Gaziantep’te Alarm Çanları: Kaç Can Daha Yitip Gitmeli?
Gaziantep son dönemlerde sadece mutfağıyla değil, acı haberleriyle de gündemde. Her geçen gün artan intihar ve cinayet vakaları, şehrin üzerinde kara bir bulut gibi dolaşıyor. İnsanlar ya kendi canına kıyıyor ya da en yakınına kurşun sıkıp ardından kendini öldürüyor. Bu tablo kabul edilemez!
Daha birkaç gün önce Şehitkamil Karşıyaka Mahallesi’nde bir koca önce eşini vurdu, sonra kendi hayatına son verdi. Ne yazık ki bu tekil bir olay değil. Aynı senaryoları defalarca gördük ve görüyoruz. Soruyorum: Kaç can daha toprağa düşmeli? Kaç çocuk daha yetim kalmalı? Kaç kadın daha yaşam hakkından edilmeli?
Bu yaşananların temelinde sadece “kişisel anlaşmazlıklar” yok. Ekonomik çöküş, işsizlik, borç, umutsuzluk ve psikolojik çöküntü insanları uçurumun kenarına sürüklüyor. Artık tahammül diye bir şey kalmadı. Öfke, cinnet, şiddet… İnsanlar adeta patlamaya hazır bomba gibi dolaşıyor.
Ve buradan yetkililere sesleniyorum: Artık geç kalmayın! Bu sadece aile içi mesele değil, bu toplumsal bir krizdir. Psikolojik destek mekanizmaları yetersiz. İnsanlar yardım isteyecek bir kapı bulamıyor. Belediyeler, valilik, bakanlıklar; bu halkın feryadını duymak zorundasınız! Eğer şimdi harekete geçilmezse, yarın çok daha büyük trajedilerle karşı karşıya kalacağız.
Gaziantep tarih boyunca direnciyle, kültürüyle, birliğiyle öne çıkmış bir şehir.
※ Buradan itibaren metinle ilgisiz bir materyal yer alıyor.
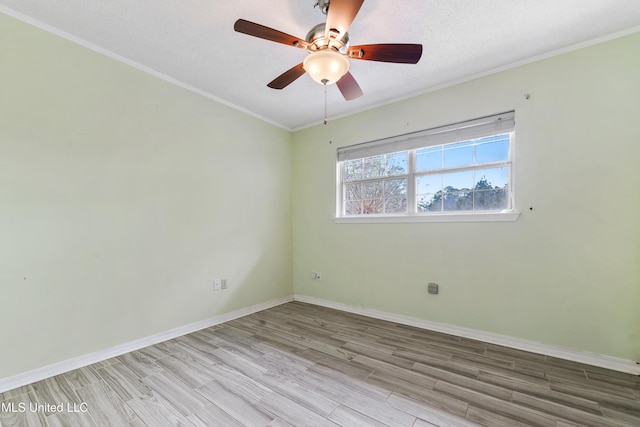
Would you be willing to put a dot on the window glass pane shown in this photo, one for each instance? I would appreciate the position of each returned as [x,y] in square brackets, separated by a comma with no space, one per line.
[372,206]
[352,169]
[492,149]
[496,199]
[395,187]
[395,205]
[397,163]
[372,190]
[373,167]
[457,201]
[430,202]
[429,158]
[428,184]
[378,184]
[459,154]
[491,178]
[458,181]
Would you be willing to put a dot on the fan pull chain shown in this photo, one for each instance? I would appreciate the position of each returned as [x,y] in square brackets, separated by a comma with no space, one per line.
[324,82]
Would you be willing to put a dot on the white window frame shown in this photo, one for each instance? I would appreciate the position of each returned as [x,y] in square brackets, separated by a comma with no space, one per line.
[503,123]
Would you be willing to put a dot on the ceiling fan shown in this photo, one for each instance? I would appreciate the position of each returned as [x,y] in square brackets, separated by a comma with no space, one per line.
[329,50]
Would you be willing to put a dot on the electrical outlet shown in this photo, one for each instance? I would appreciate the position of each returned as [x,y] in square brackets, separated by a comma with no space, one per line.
[432,288]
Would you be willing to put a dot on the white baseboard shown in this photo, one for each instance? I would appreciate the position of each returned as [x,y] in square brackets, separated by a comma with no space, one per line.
[49,371]
[593,359]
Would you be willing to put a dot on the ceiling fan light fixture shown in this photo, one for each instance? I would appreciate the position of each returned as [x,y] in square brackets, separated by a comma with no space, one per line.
[326,66]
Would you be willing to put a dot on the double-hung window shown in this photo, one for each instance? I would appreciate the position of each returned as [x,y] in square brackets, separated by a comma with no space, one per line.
[458,171]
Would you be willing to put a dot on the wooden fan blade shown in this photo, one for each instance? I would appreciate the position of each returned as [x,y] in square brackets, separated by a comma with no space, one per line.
[286,78]
[340,16]
[349,87]
[257,30]
[401,53]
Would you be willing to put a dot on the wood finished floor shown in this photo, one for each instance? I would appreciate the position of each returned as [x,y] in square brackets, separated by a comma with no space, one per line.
[303,365]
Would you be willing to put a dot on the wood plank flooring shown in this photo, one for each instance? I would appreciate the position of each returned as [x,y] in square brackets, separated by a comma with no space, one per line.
[303,365]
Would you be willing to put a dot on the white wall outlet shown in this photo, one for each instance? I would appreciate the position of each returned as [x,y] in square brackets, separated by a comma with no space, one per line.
[433,288]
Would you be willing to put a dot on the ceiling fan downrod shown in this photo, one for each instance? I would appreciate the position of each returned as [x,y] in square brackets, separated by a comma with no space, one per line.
[323,5]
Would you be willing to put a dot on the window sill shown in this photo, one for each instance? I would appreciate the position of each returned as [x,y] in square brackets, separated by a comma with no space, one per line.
[452,217]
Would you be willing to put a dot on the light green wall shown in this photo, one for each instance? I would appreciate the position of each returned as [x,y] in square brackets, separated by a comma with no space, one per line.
[121,198]
[566,273]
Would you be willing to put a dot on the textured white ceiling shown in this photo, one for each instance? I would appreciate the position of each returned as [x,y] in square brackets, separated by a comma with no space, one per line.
[193,43]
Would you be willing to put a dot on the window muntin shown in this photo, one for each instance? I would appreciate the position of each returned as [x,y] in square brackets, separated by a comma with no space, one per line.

Ama bugün manşetlere intihar ve cinayetlerle çıkmak bize yakışmıyor! Bu şehri karanlığa mahkûm etmeyin. İnsanların hayatına sahip çıkın, psikolojik destek hatlarını yaygınlaştırın, sosyal yardımları güçlendirin, eğitim ve farkındalık çalışmaları yapın.